So in 2003, I talked Caleb into helping his brother teach the kids how to construct model kayaks.

In 2004, I talked Caleb into working with his brother Mike, in teaching the kids how to construct a full-size iqyax^, or skinboat. His brother couldn’t make it so Caleb ended up teaching by himself.

In 2005, Caleb taught the kids how to cover a full size iqyax^ by actually covering the one built the year before.


In 2006, Caleb, with HIS mentor Lee Post, taught the kids how to articulate a Baird’s beaked whale.

In 2007, 2008, and 2009 Caleb taught the kids how to construct traditional drums.

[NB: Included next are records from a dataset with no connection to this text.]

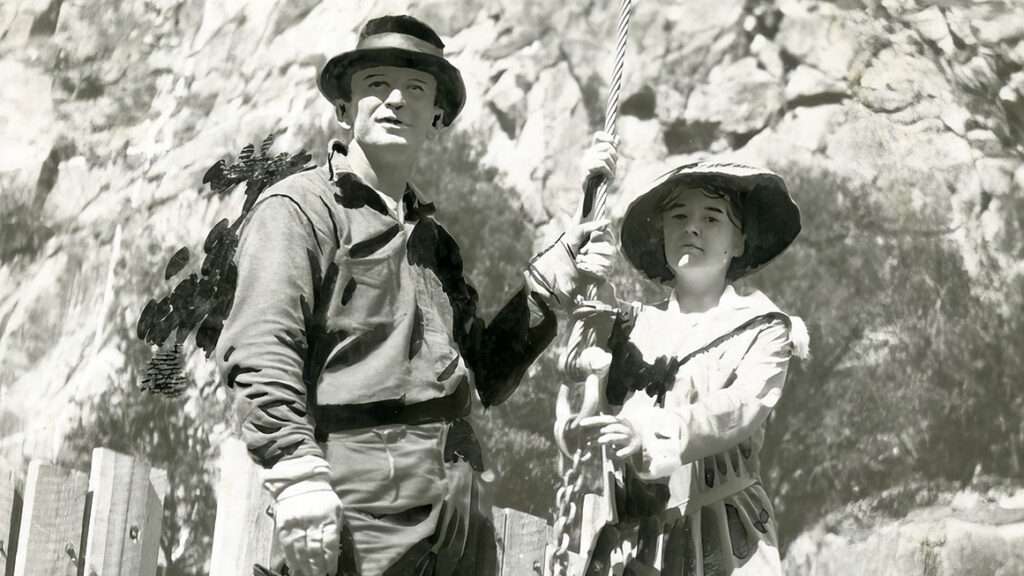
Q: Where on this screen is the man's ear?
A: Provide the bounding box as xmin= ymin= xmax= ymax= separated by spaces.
xmin=732 ymin=231 xmax=746 ymax=258
xmin=334 ymin=98 xmax=352 ymax=130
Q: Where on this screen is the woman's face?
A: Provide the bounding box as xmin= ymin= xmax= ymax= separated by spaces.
xmin=662 ymin=189 xmax=743 ymax=279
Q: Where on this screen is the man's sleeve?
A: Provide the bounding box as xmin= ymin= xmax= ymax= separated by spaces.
xmin=217 ymin=194 xmax=329 ymax=468
xmin=468 ymin=286 xmax=558 ymax=407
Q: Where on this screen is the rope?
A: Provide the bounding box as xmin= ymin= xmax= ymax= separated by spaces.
xmin=548 ymin=0 xmax=633 ymax=576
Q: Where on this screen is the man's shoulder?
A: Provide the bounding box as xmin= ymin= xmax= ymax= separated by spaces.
xmin=253 ymin=166 xmax=341 ymax=247
xmin=259 ymin=166 xmax=333 ymax=206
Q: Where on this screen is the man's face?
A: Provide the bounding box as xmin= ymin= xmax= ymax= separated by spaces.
xmin=662 ymin=189 xmax=743 ymax=277
xmin=345 ymin=66 xmax=441 ymax=151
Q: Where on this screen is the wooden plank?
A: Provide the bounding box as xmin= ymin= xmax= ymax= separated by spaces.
xmin=495 ymin=508 xmax=551 ymax=576
xmin=141 ymin=468 xmax=170 ymax=576
xmin=490 ymin=506 xmax=506 ymax=576
xmin=580 ymin=493 xmax=608 ymax=556
xmin=0 ymin=467 xmax=22 ymax=576
xmin=13 ymin=460 xmax=89 ymax=576
xmin=210 ymin=438 xmax=274 ymax=574
xmin=85 ymin=448 xmax=163 ymax=576
xmin=543 ymin=542 xmax=587 ymax=576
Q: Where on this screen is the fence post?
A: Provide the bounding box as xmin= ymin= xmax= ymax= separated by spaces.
xmin=0 ymin=467 xmax=22 ymax=575
xmin=492 ymin=508 xmax=551 ymax=576
xmin=85 ymin=448 xmax=167 ymax=576
xmin=210 ymin=438 xmax=274 ymax=576
xmin=14 ymin=460 xmax=89 ymax=576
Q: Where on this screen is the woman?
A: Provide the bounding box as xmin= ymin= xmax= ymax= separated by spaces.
xmin=570 ymin=162 xmax=807 ymax=576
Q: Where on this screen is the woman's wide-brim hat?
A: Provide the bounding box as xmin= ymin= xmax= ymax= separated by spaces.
xmin=621 ymin=161 xmax=801 ymax=282
xmin=316 ymin=15 xmax=466 ymax=126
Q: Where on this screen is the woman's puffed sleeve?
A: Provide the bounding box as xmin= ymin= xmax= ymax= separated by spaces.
xmin=630 ymin=321 xmax=793 ymax=478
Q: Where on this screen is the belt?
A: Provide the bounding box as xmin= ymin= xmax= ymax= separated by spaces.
xmin=313 ymin=378 xmax=470 ymax=432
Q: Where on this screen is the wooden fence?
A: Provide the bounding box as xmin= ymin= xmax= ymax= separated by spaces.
xmin=210 ymin=440 xmax=603 ymax=576
xmin=0 ymin=448 xmax=168 ymax=576
xmin=0 ymin=439 xmax=600 ymax=576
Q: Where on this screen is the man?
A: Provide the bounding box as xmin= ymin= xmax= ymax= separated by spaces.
xmin=217 ymin=15 xmax=614 ymax=576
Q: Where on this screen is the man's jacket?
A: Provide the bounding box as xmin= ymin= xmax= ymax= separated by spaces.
xmin=217 ymin=142 xmax=556 ymax=467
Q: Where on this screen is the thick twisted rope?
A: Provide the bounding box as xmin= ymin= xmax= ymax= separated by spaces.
xmin=548 ymin=0 xmax=633 ymax=576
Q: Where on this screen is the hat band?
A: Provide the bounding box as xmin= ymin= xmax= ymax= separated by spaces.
xmin=355 ymin=32 xmax=444 ymax=57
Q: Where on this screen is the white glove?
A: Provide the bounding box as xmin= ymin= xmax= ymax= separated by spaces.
xmin=575 ymin=228 xmax=618 ymax=282
xmin=274 ymin=481 xmax=342 ymax=576
xmin=263 ymin=456 xmax=343 ymax=576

2007 was actually the last year I coordinated camp, so I don’t think that the Tribe knows what a jewel they have with Caleb. The secret to Caleb is that he had never taught a class before 2003. He had never made a model kayak. He had never constructed a full size kayak. He had never covered a skinboat. He had never thought of articulating, let alone articulated, a whale. He had never constructed a drum. The secret to Caleb is presenting him with a problem and giving him the time to explore it and solve it.
So when the Tribe asked Caleb to teach at Camp again this year, and they asked him to do drums again, I said, “Drums? Again?” And Caleb’s other cohort who first suggested the whale articulation, Reid Brewer, reminded Caleb that they had the sealion bones from two years ago……

….and the deal was sealed. So, I am going to try to follow Caleb along in this project. Not by being intrusive and all in his face with the camera and questions, but by using the photos he takes himself, and listening to him when he comes home lamenting his woes. Hmmmmmm, I see he forgot the camera today.